Dini terdiam mendengar pertanyaan itu. Mulutnya terasa terkunci dan tidak tahu harus menjawab apa. Akhirnya Sonya pun memberanikan diri untuk menanyakan sesuatu yang sungguh mengganggu perasaannya.
"Enggak kan, Din? Tolong jangan membuatku menjadi takut dengan pikiran ini," pinta Sonya.
"Tentu saja tidak, Kak. Riki itu ... sudah seperti keponakan aku sendiri," jawab Dini dengan leher yang seperti dicekik dan terasa tercekat.
"Syukurlah!" ucapnya, seraya tersenyum lega.
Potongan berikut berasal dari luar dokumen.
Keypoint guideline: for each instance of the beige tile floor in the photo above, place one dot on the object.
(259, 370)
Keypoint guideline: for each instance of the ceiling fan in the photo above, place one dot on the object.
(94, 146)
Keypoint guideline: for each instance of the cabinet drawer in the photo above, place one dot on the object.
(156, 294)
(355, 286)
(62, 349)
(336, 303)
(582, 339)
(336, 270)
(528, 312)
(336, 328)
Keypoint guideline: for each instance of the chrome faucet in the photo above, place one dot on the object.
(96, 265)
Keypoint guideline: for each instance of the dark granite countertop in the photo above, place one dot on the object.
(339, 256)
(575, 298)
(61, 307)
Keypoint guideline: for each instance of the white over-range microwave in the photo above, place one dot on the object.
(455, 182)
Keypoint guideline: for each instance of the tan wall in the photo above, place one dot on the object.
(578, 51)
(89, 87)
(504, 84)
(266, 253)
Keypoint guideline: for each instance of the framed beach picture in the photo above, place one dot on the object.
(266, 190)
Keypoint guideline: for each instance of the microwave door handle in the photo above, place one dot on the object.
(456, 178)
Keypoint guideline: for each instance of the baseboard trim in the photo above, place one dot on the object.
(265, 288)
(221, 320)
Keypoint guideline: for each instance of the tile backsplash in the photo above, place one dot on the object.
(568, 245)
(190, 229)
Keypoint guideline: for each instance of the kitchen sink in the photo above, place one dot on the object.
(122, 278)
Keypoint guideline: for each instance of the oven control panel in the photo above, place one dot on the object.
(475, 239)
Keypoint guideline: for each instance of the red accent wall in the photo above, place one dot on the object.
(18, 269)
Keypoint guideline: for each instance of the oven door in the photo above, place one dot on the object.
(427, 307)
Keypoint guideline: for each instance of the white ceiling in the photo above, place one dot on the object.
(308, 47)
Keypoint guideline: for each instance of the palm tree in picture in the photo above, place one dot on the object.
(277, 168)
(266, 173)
Bara tidak banyak bicara, hanya mengambil sepotong martabak yang telah digelar di tengah-tengah mereka. Ia sesekali mencuri pandang ke arah Dini yang wajahnya mulai terlihat sedikit pucat.
"Sebenarnya aku sudah lama ingin menanyakan hal ini padamu, Din. Aku takut nanti kamunya tersinggung. Apa lagi kan, kamu masih dalam proses perceraian seperti sekarang."
"Tidak apa-apa, Kak. Lagi pula, memang kami tidak ada hubungan apa-apa, kok."
"Tapi dia sangat menyukai kamu, Din."
"Itu ... hanya perasaan kasihan, Kak."